‘Waar was je?’ Karr loopt achter me aan naar het verste punt van het plein voor het paleis. Er zijn nergens sporen te bekennen van het feest dat hier een uur geleden nog in volle gang was. De straten zijn brandschoon en de rode loper met de Hamonse koninklijke zonnebloem in goud erop geborduurd ligt al uitgerold. Iedereen is er klaar voor, behalve ik. Ik worstel nog met de gespen van mijn borstplaat die ik pas net vijf minuten geleden in de burcht heb opgehaald.
Karr pakt me bij mijn arm om me stil te laten staan zodat hij me kan helpen.
‘Ik ben zelfs nog teruggegaan naar het feest toen je halverwege de nacht nog niet in de burcht was. Dankzij jou heb ik kostbare uren aan slaap gemist, ernstig bedankt daarvoor.’
‘Hoe wist je dat ik er niet was als je zelf sliep?’
Karrs ogen versmallen tot dunne spleetjes. ‘Wat zijn we scherp vanochtend.’
‘Ik heb gewoon wat rondgelopen, niets bijzonders.’
Zodra Karr de laatste gesp heeft vastgemaakt mompel ik binnensmonds een dankjewel. Ik negeer de geamuseerde grijns op zijn gezicht, net als de boos omkijkende toeschouwers waar ik me met allesbehalve subtiel ellebogenwerk tussendoor werk.
‘Je wilt het er niet over hebben, ik hoor je,’ zegt Karr vlak achter me, dankbaar gebruikmakend van mijn brede gestel. ‘Vertel me dan maar waarom we in Zonsnaam naar de achterste rijen lopen? Ik wil graag iets kunnen zien.’
Ik blijf stilstaan en wijs naar de linie aan Dharren voor ons. Het lijkt erop dat de jongens niet helemaal begrepen hebben dat de olie alleen bedoeld was voor het oppoetsen van hun borstplaten.
Karr trekt een gezicht bij de aanblik van hun glimmende huid die hun omvangrijke spieren nog indrukwekkender laat lijken. ‘Ik zie je punt.’
Het is niet eerlijk misbruik te maken van zijn onzekerheid om mijn eigen doel te bereiken, maar eerlijk zeggen waarom ik niet vooraan wil staan kan ik niet. Hoe moet ik hem vertellen wat er gisteren gebeurd is zonder zijn tot het maximum gespannen zenuwen te laten knappen?
Nee, ook dat is een leugen. Dit gaat niet om hem, dit gaat om mij. Als ik hem over de ontmoeting met Dana Lehzeni vertel, moet ik accepteren dat het werkelijk gebeurd is, terwijl ik de afgelopen uren zo hard mijn best heb gedaan het te vergeten.
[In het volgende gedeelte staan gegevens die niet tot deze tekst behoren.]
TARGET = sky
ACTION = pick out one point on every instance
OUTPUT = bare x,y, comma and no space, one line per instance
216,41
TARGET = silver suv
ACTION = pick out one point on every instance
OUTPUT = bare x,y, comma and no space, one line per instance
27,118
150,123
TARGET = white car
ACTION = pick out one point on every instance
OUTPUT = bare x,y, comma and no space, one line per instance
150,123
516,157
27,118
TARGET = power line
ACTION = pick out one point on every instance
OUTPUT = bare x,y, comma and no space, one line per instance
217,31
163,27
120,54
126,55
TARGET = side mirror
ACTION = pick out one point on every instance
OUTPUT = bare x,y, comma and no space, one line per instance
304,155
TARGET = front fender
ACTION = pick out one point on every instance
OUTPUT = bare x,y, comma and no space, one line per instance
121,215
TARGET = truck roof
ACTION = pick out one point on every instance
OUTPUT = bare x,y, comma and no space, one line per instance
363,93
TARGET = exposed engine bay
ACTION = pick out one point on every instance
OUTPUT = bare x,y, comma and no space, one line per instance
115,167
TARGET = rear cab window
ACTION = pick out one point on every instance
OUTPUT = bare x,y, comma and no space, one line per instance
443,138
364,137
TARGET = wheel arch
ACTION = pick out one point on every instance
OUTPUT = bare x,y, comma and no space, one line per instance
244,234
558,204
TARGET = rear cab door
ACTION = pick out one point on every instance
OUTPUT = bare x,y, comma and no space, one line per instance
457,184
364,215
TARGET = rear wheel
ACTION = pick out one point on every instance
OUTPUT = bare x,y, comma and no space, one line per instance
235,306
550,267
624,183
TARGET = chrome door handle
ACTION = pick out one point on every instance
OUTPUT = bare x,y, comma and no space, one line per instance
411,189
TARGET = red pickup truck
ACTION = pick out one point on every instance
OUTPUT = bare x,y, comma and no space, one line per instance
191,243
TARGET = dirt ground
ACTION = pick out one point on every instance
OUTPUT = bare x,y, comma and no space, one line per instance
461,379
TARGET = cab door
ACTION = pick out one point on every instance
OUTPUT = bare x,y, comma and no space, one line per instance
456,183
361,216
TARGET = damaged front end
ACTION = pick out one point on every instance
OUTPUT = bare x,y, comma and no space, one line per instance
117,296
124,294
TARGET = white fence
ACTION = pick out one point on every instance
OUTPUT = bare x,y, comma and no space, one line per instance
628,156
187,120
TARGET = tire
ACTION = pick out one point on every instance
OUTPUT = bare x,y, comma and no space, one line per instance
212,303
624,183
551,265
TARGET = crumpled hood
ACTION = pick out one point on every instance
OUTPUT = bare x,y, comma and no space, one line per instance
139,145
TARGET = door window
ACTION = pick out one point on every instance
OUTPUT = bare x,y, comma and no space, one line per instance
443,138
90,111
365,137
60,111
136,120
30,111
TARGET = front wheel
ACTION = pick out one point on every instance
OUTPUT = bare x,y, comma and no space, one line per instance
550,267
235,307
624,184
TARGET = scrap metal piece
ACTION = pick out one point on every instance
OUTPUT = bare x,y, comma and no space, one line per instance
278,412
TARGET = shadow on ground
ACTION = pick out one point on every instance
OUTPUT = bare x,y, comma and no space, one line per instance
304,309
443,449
Karr loopt naar een lege plek achteraan en gaat op de grond zitten. Ik zak naast hem neer en strek mijn vermoeide benen voor me uit. De riemen van mijn sandalen tekenen een kruislings patroon op mijn schenen dat vast nog dagenlang zichtbaar zal zijn na vandaag. Wolken zijn schaars, wat de Vlucht ten goede komt, maar mijn zenuwen niet. Het is alsof de Zon geen moment wil missen en mij in de gaten houdt. Absurd natuurlijk. Het is het begin van de lente, dan laat de Zon zich gewoon vaker zien. Behalve twee jaar geleden. Tijdens jouw Vlucht regende het.
Toen stond ik wel vooraan.
‘Als we hier nog lang moeten blijven staan gaat de Zon al onder voor we het Dharrenplatform hebben bereikt.’
‘Ik blijf liever hier staan dan die zeikregen in te vliegen.’
‘Vliegen? Zwemmen bedoel je.’
Het geklaag van de Dharren ging langs me heen. Regen, wind, sneeuw, het maakte me allemaal niks uit. Ik was een bonk ongeduld dat op het punt stond dwars door de poort heen te daveren. In gedachten was ik allang bij jou, bij het leven dat we na die dag samen tegemoet zouden gaan.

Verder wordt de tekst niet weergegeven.